If I used that raise 20% formula for Ashley, it means on a daily dose of 16.25mg his dose would have to be raised 3.75mg per day. Whereas raising in the way I suggested would only mean one 12th of Ashleys dose would be much less. The raises would be done much more frequently and they would never go past 1/12th more than their BSA before they had a dose raise again of small amount. With smaller Paediatric doses such as 1mg tablets that would be totally possible. They would be going by growth to, which is a good thing. There could be targets such as:
1m2 - Daily dose raises 1.25mg spread over 4 doses
1.08m2 - Daily dose raises 1.25mg spread over 4 doses.
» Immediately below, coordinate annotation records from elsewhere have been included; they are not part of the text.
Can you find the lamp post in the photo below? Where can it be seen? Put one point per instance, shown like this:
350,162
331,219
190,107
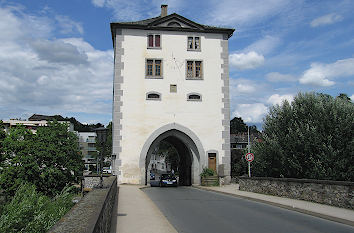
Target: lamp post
101,140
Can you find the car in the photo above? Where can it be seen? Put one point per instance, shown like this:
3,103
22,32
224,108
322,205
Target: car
168,180
152,176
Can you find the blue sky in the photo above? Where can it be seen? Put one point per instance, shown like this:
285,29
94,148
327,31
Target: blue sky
56,57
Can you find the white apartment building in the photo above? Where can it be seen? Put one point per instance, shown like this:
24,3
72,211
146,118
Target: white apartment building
171,83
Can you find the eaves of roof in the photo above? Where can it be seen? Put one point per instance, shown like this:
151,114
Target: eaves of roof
151,24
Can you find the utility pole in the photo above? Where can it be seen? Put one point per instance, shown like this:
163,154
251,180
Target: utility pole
249,150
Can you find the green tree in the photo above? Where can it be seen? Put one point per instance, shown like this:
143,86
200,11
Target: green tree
344,96
31,211
50,159
237,125
313,137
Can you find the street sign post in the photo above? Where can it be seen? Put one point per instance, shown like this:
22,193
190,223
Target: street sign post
249,157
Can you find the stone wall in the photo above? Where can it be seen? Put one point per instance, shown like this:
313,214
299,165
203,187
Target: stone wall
93,213
335,193
93,181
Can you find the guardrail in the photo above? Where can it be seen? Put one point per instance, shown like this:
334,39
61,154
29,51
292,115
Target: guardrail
335,193
93,213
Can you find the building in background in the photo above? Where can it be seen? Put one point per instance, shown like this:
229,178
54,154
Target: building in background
87,143
239,141
33,125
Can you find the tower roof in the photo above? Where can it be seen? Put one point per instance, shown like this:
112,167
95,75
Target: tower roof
172,22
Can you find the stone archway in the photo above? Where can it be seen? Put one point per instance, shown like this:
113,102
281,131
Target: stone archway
187,144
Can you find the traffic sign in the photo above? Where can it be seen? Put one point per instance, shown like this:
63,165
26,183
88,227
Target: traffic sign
249,157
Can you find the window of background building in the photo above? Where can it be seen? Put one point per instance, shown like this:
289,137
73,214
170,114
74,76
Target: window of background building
194,97
173,88
154,41
153,96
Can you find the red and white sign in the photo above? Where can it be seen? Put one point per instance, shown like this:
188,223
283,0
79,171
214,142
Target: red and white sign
249,157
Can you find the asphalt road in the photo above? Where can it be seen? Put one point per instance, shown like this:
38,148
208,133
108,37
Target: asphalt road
193,210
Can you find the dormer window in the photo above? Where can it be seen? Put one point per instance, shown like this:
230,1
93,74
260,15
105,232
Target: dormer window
153,96
194,70
174,24
154,41
194,97
193,43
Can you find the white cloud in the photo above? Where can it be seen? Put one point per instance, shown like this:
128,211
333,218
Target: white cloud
265,45
326,19
67,25
58,52
138,9
250,113
243,61
43,75
245,88
98,3
321,74
240,12
278,99
241,86
278,77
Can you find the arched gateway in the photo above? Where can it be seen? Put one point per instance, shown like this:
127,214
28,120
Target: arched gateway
171,85
188,147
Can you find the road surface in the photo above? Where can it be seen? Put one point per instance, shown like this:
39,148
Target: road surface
193,210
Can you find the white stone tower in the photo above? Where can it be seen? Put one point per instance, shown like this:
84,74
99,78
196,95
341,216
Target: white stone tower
171,82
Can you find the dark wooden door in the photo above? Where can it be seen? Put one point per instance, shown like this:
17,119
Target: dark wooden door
212,161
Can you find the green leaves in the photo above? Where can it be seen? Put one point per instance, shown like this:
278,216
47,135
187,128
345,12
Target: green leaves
30,211
310,138
49,159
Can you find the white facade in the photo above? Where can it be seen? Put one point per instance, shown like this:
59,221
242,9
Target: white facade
138,122
87,142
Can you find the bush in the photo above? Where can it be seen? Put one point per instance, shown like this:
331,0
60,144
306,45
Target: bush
207,172
49,159
30,211
313,138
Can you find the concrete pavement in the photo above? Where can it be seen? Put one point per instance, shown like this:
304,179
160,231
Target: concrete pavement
137,213
341,215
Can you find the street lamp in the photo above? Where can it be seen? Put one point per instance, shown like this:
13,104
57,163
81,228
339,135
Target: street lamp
101,140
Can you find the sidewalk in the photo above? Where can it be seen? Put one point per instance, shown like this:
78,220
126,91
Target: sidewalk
336,214
137,213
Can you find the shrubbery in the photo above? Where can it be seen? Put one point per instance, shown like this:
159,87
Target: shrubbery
49,159
313,137
32,212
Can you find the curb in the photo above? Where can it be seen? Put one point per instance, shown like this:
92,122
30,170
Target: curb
327,217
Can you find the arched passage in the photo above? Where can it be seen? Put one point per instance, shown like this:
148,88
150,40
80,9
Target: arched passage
188,146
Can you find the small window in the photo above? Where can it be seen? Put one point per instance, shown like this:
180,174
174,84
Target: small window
193,43
173,24
154,68
153,96
194,70
194,97
154,41
173,88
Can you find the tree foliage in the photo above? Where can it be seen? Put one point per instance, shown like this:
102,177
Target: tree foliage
237,125
313,137
32,212
49,159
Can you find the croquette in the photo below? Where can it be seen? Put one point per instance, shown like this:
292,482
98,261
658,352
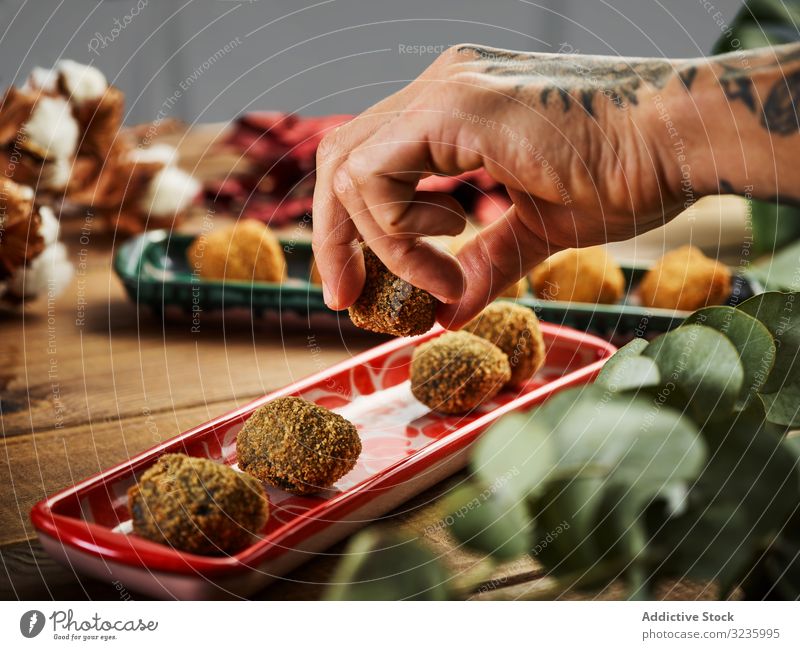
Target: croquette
390,305
515,330
457,371
685,279
516,290
247,250
579,275
297,446
197,505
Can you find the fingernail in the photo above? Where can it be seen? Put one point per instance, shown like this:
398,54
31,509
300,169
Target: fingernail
326,295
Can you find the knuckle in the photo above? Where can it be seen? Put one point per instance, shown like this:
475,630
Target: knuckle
328,147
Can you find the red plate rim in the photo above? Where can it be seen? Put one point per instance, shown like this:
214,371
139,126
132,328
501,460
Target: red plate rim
100,541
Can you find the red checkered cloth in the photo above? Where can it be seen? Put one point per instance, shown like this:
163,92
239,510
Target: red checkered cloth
278,189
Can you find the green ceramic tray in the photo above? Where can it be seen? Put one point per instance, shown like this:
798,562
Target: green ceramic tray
627,318
155,272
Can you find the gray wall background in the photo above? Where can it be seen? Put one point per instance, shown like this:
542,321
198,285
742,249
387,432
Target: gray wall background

1.16m2 - Daily dose raises 1.25mg spread over 4 doses.
1.24m2 - Daily dose raises 1.25mg over 4 doses.
and so on and so forth. I thought that that was more in line with what would happen actually. Especially as some kids grow at different rates at different ages. i.e. babies grow more quickly and their doses raises may alter more frequently in the first two years. Then the doses raises kind of getting further apart as they get past that age, and then perhaps step up again after aged 7yrs.
One thing is for sure... if they do it like that, they are never under of over treating too much anyway and they will always be seeing a more normal growth curve. Whereas a dose raise of 3.75mg can really slow a childs growth down terribly. I don’t think that cortisol needs grow in jumps like that. I think it is something that grows with the child slowly and in smaller amounts.